After watching Rick VandenHurk give up four earned runs in three innings Tuesday night at Fenway Park, 24 hours after watching Brian Matusz give up six earned runs in 1 1/3 innings, I've had an epiphany.

The Orioles must go after a marquee free agent pitcher this offseason. I'm not talking a middle-of-the-road veteran in his late 30s with a career ERA near 5.00. I'm talking a legitimate ace who can be the stopper every fifth day. .

Yes, I know that will cost money. But if there's a time to spend, it's now.

There will be some very enticing names on the market this winter, like C.J. Wilson, who will be the most sought-after free agent, barring a CC Sabathia opt-out of his final four years in the Bronx. Also, names like Mark Buehrle and Edwin Jackson should also raise some eyebrows in the warehouse.

If there are a few things we've learned this year, it's that the young pitching isn't developing at the expected rate. The cavalry has arrived and they've quickly been dismounted by American League hitters.

Will they come around? Yes. Brian Matusz and Zach Britton have both proven they can get big league hitters out in the past. If they refocus and take their opportunities seriously, I believe we'll look back on what will turn out to be productive, if not successful, big league careers and say, "Remember how rough 2011 was?"

Even two-time Cy Young Award winner Roy Hallady had his year of adversity. Next to Matusz's disastrous 2011 season, Halladay is the only other starter in major league history with at least 10 starts in a season to have an ERA over 10.60. It happened back in 2000, and the Blue Jays sent Halladay all the way back to Single-A ball to get straightened out.
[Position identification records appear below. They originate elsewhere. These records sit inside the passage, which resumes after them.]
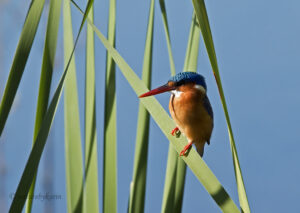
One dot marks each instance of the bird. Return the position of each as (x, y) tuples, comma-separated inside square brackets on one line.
[(190, 108)]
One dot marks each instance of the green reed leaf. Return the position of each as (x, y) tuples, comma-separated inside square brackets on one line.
[(110, 123), (46, 76), (199, 6), (91, 194), (138, 183), (21, 55)]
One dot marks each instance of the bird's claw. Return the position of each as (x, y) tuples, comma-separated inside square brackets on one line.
[(182, 153), (186, 149), (175, 132)]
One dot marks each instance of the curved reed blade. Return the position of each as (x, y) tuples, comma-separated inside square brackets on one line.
[(110, 123), (38, 147), (138, 183), (190, 64), (201, 13), (161, 117), (172, 162), (91, 194), (73, 151), (46, 77), (21, 55)]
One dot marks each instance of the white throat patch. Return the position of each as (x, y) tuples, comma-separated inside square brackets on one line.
[(201, 88), (176, 93)]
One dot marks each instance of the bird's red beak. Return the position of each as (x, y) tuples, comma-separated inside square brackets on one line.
[(161, 89)]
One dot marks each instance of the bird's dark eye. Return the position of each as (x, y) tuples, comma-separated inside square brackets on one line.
[(179, 83)]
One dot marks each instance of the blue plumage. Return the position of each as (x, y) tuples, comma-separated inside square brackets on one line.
[(190, 108), (187, 77)]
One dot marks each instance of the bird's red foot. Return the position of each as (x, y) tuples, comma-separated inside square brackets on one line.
[(186, 148), (175, 131)]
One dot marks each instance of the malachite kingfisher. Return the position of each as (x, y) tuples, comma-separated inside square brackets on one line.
[(190, 108)]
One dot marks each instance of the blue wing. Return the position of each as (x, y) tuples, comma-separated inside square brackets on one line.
[(208, 107)]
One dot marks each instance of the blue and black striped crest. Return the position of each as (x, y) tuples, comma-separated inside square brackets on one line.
[(188, 77)]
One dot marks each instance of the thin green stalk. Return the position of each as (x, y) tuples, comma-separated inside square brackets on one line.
[(138, 184), (91, 194), (199, 6), (110, 123), (21, 55), (73, 151), (190, 64), (38, 147), (46, 77), (172, 197)]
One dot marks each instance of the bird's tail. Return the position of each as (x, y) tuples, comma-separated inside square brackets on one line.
[(200, 148)]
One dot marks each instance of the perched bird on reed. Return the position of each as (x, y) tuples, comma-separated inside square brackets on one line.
[(190, 108)]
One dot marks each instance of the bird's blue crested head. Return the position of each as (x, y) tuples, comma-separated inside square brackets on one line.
[(188, 77)]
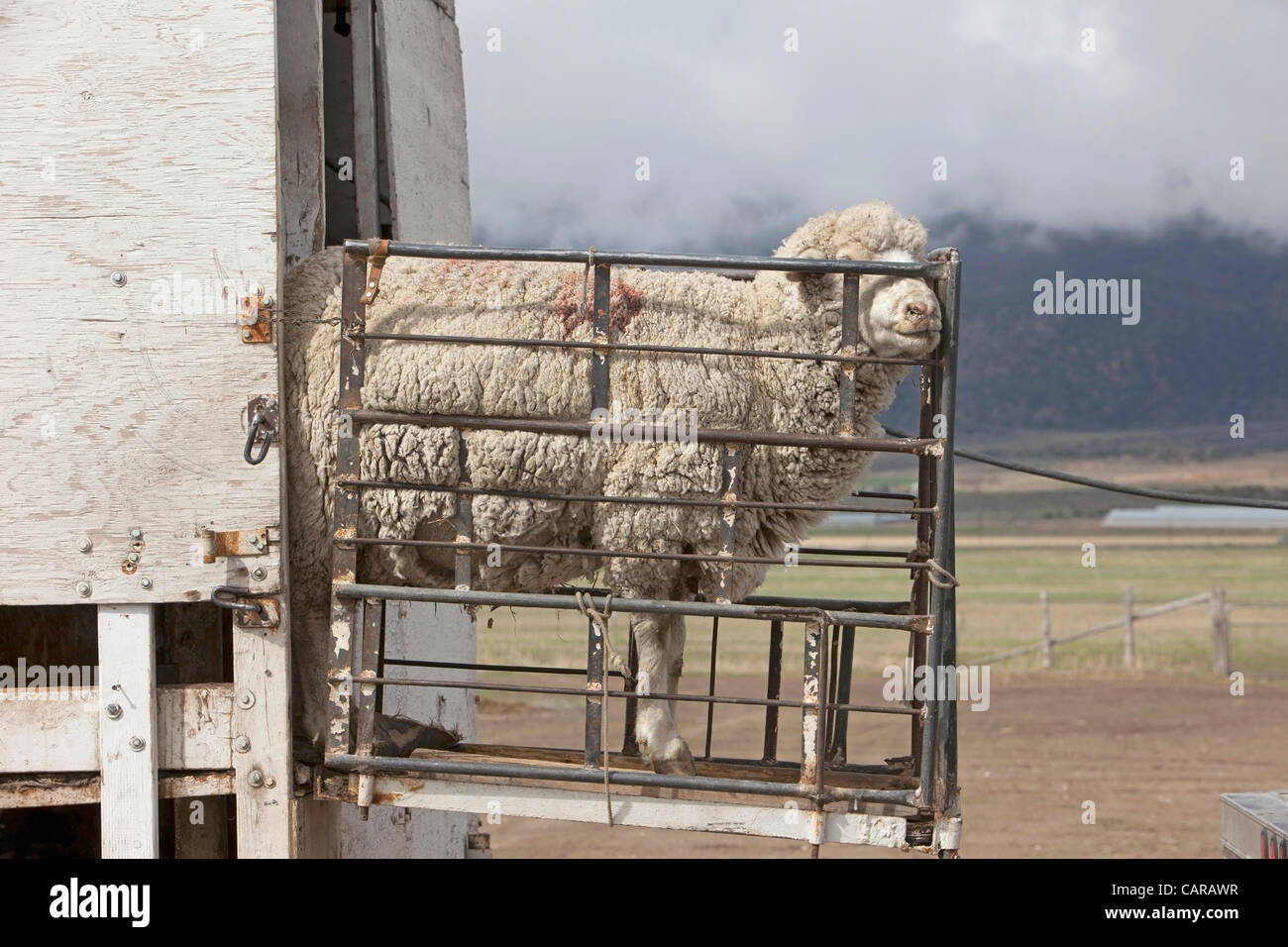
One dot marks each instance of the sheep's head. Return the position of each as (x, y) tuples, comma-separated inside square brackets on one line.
[(898, 316)]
You wonder if Matusz will have to go that far back to the drawing board. Probably not, but he surely is not guaranteed a spot on the Orioles' 2012 roster. He'll have to prove himself at spring training.

The unfortunate reality is that right now, none of the Orioles' young starters on the active roster are ready to be a No. 2 or No. 3 in a big league starting rotation.

And then there's Jeremy Guthrie.

For the past four seasons, Guthrie has had to act the part of staff ace. By being the best of otherwise underdeveloped pitching talent, Guthrie seems to get the job year after year by default.

Here's the elephant in the room: On most other major league staffs, Guthrie is not an ace. He's a durable veteran pitcher who will give you 200 innings a year. He knows how to pitch, and in my opinion would be a huge asset as a third or fourth starter on a winning club. Guthrie has 17 loses this season. Part of that responsibility is Guthrie's. At times, he's pitched very poorly.

In Guthrie's defense, he's been put in a situation where as ace of the O's, he's matched up with opposing staff aces. In the AL East, that means the Orioles' hitters are facing CC Sabathia, Josh Beckett and James Shields when Guthrie takes the ball for the Birds. And we wonder why Guthrie lacks run support?

I'd be very curious to see what Guthrie could do further down in the rotation.

Under Andy MacPhail, the philosophy is "grow the arms and buy the bats." While I agree with that philosophy - considering how risky it is to give a veteran pitcher a multi-year, multi-million-dollar deal - I think the Orioles have no choice but to get starting pitching any way they can. With the collective step back the home-grown arms have taken this year, that philosophy needs to be abandoned.

It's time for MacPhail, or whoever is at the helm in the offseason, to take the risk. Buck Showalter simply can't win when his pitchers can't get out of the third inning.